So macht Philosophie Spass: David Precht überzeugt bei der Vorstellung seines neuen Buches
Zum Überleben brauchen wir die Philosophie nicht – für ein gutes Leben aber schon. So könnte die Quintessenz von Richard David Prechts Buchpräsentation lauten. Denn auch wenn das Sinnieren über philosophische Fragen keinen konkreten Nutzen bringt, so handelt es sich dabei doch um eine erfüllende Tätigkeit.
Dass die Beschäftigung selbst mit unnützem Wissen ein breites Publikum anzusprechen vermag, beweist die von der Buchhandlung Schreiber organisierte Buchpräsentation. Am Mittwochabend fand sich in der ausverkauften Schützi ein bunt durchmischtes Publikum zusammen, um der Präsentation von Prechts neustem Buch, «Erkenne dich selbst», beizuwohnen.
Es handelt sich dabei um den zweiten seiner auf vier Bände angelegten Philosophiegeschichte. Das Gespräch wurde von Britta Spichiger, Mitverantwortliche für die Sendung «BuchZeichen» bei Radio SRF 1, moderiert.
Erkenne dich selbst
Band zwei widmet sich der Philosophie der Renaissance, der Aufklärung und des Deutschen Idealismus. Der Titel «Erkenne dich selbst» spielt dabei auf eine Wende im philosophischen Denken ab, die in der frühen Neuzeit einsetzte. Anders noch als in der griechischen Antike galt die Auffassung, dass sich die Wirklichkeit objektiv erfassen lässt, nicht mehr unbeschränkt.
Plötzlich begannen die Philosophen daran zu zweifeln, dass die Wirklichkeit tatsächlich so ist, wie wir sie zu sehen glauben. Was, wenn das, was ich als Subjekt für die Wirklichkeit halte, nur Inhalt meiner Vorstellung ist? Kann ich dann noch von einer objektiven Welterkenntnis sprechen? Wohl kaum. Vielmehr kann ich dann nur noch von der Wirklichkeit sprechen, wie sie sich in meinem Bewusstsein darstellt.
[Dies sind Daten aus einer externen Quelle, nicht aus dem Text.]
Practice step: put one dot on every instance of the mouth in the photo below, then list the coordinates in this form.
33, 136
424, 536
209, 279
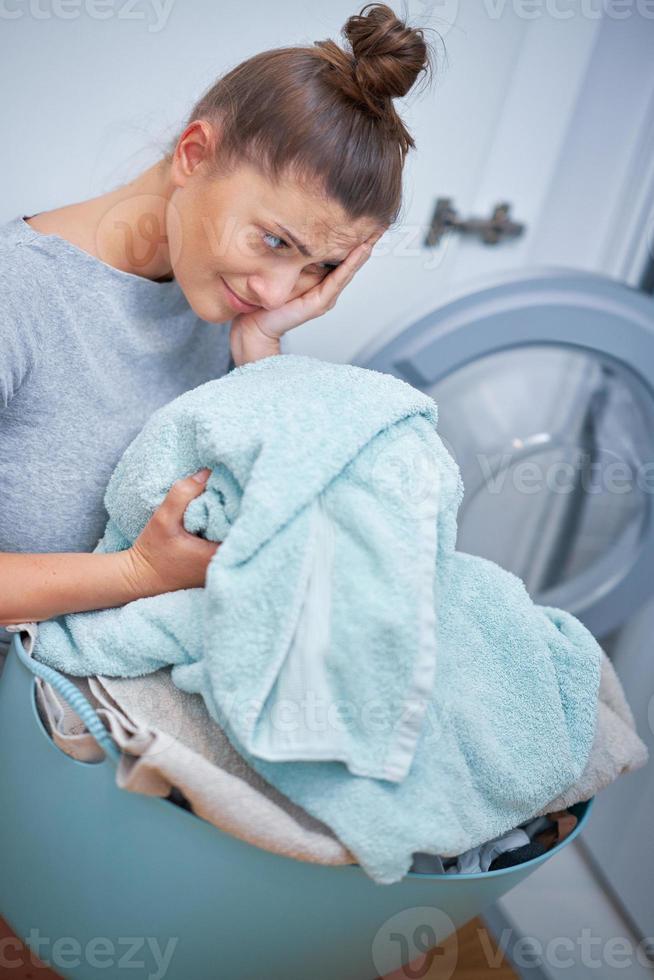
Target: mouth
236, 301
Um die Welt zu verstehen, muss ich also mein Bewusstsein verstehen, muss mich als wahrnehmendes und denkendes Wesen begreifen – muss mich also selbst erkennen.
Befreiung von der Arbeit
Mit Selbsterkenntnis wollte sich Precht aber nicht allzu lange aufhalten. Nach der Pause wagte er den Sprung von der Vergangenheit in die Zukunft: Im zweiten Gesprächsteil drehte sich alles um die digitale Revolution und ihre Folgen. Precht vertrat dabei die These, die fortschreitende Digitalisierung führe zu einer grossen Arbeitslosigkeit. Computer und Roboter werden uns immer mehr Arbeiten abnehmen.
Unser Leben wird nicht mehr durch die Erwerbsarbeit geprägt sein. Um diesem gesellschaftlichen Wandel zu begegnen, braucht es grundlegende Anpassungen. Für Precht stehen dabei die Einführung eines Grundeinkommens und eine Neuausrichtung des Bildungssystems im Vordergrund.
Mit seinen pointierten Aussagen erntete Precht wiederholt den Applaus des Oltner Publikums. Im Laufe des Abends wird klar, weshalb Precht ein begehrter Gast für Vorträge und Podiumsgespräche ist: Er verzichtet weitgehend auf abgehobenes Fachvokabular, komplexe philosophische Gedankengänge veranschaulicht er durch Beispiele aus dem alltäglichen Leben und humorvoll-scharfzüngige Bemerkungen gehen ihm leicht von den Lippen.
Der Philosoph als Generalist
Precht ist stets darum bemüht, das philosophische Denken in den jeweiligen historischen, gesellschaftspolitischen und wirtschaftlichen Kontext einzubetten. Zusammenhänge herzustellen, ist ihm wichtig. So versteht er sich selbst denn auch als Generalist: Seine Aufgabe sieht er darin, Orientierungswissen zu erarbeiten.
Dieses Wissen soll helfen, in einer zusehends ausdifferenzierten Gesellschaft die Übersicht zu bewahren. Dies dürfte auch einen Teil seines Erfolgs erklären: In der heutigen komplexen Welt sehnen sich die Menschen nach einfachen Erklärungen. Mit seiner klaren Argumentation vermag Precht dieses Bedürfnis zu stillen.
Urs Bütler, Inhaber der Buchhandlung Schreiber, ist es dank seiner speziellen Beziehungen – er hat den Autor 2010 an der Frankfurter Buchmesse kennen gelernt – erneut gelungen, Precht nach Olten in die Schützi zu holen. Es handelt sich hierbei um den einzigen Auftritt in der Schweiz und um einen seiner wenigen öffentlichen Auftritte dieses Jahr überhaupt.